- News of the day
Telegraph, Tuesday 12 November 1872, page 3
At one o'clock on the morning of Wednesday last a fire was discovered to be raging in Mr. C. Webster's store in Sydney-street. The first intimation of the startling occurrence appears to have been known to Mr. Murtagh, the saddler whose premises closely adjoin the store. He was aroused from sleeping by the sound of some falling object, and a few minutes after heard the cracking noise, of ignited timber, which at once caused him to rush out into the street when directing his glance to the windows of the store he saw the whole building illuminated with the glare of fire. He immediately gave the alarm, and just at the time the Sergeant of Police came running up, drawn to the spot by having seen from his house a short distance away the back windows of the store luridly reflecting the glow of the flames inside.

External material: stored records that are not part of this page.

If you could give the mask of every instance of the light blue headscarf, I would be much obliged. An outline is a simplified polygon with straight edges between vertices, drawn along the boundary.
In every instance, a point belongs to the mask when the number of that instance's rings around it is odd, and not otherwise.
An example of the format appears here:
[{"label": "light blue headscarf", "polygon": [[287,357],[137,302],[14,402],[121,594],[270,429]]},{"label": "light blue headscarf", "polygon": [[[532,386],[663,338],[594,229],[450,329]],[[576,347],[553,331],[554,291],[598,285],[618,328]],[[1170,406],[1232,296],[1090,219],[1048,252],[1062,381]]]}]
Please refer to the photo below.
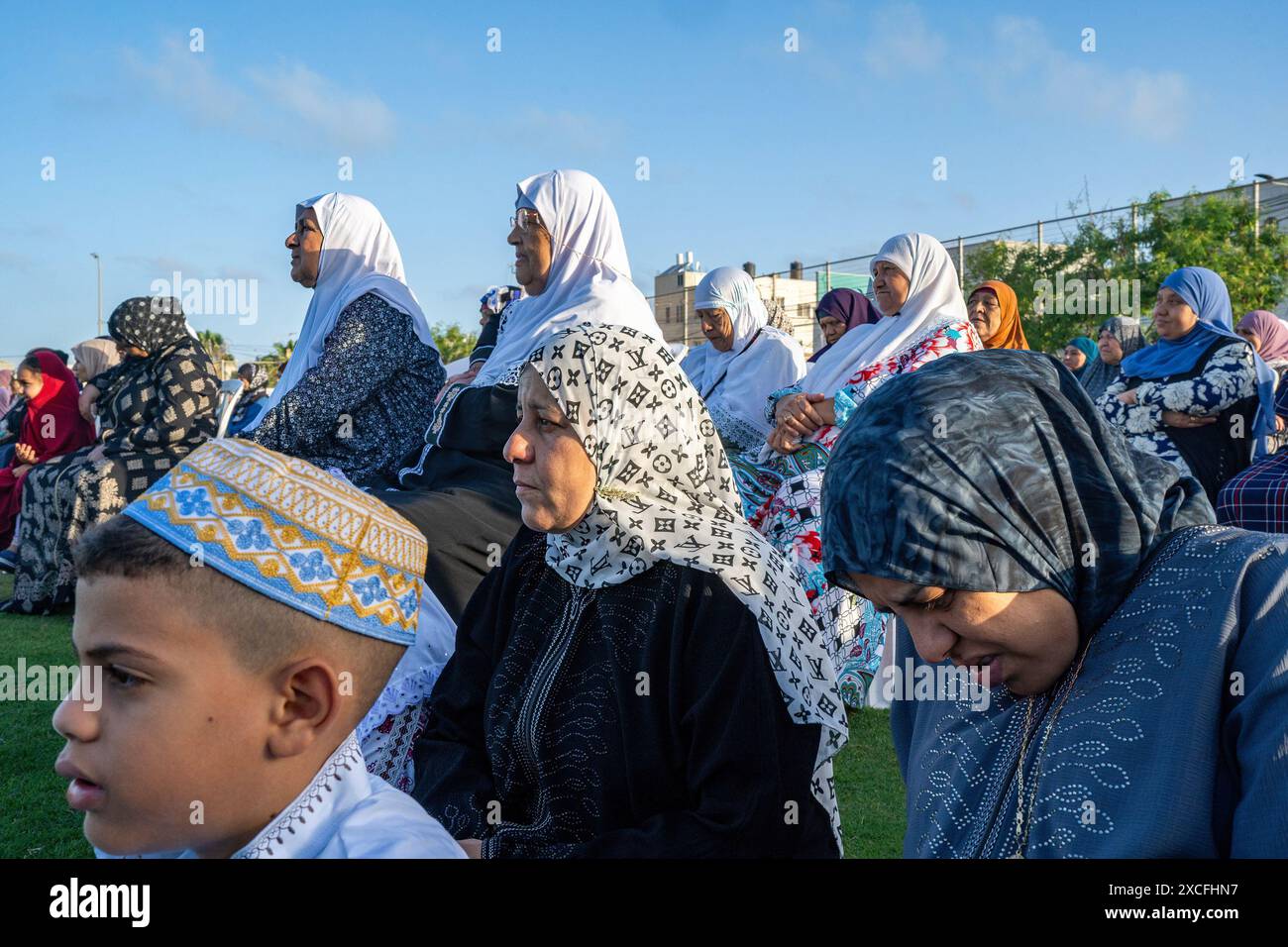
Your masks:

Before the lapse of many minutes nearly all the residents in the vicinity were apprised of the alarming occurrence, and some of the first on the scene joining with the sergeant, lost no time in breaking open the back door of the store, which until this first attempt to get at the fire was made, to all appearance seemed doomed to destruction.
Amid the excitement and some confusion which prevailed among those who were foremost in making efforts to avert such a catastrophe, the door was forced, and the extent and situation of the fire, which arose from the ignition of a case of wax matches standing close to the timber wall joining the north side of the building, being ascertained, several buckets of water were promptly thrown on the burning mass, when the column of fire, reaching to the roof, and gaining rapid hood of the inflammable materials it encompassed, speedily disappeared, and put thus an end to all apprehensions of what before threatened to be a serious conflagration. It is supposed that the matches were ignited by being struck with an iron rake which fell from the nail to which it was suspended into the case standing directly beneath it. About one-half the matches had burnt when the fire was extinguished, and it is highly probable that most serious results would have been witnessed had the fire broken out an hour or two later.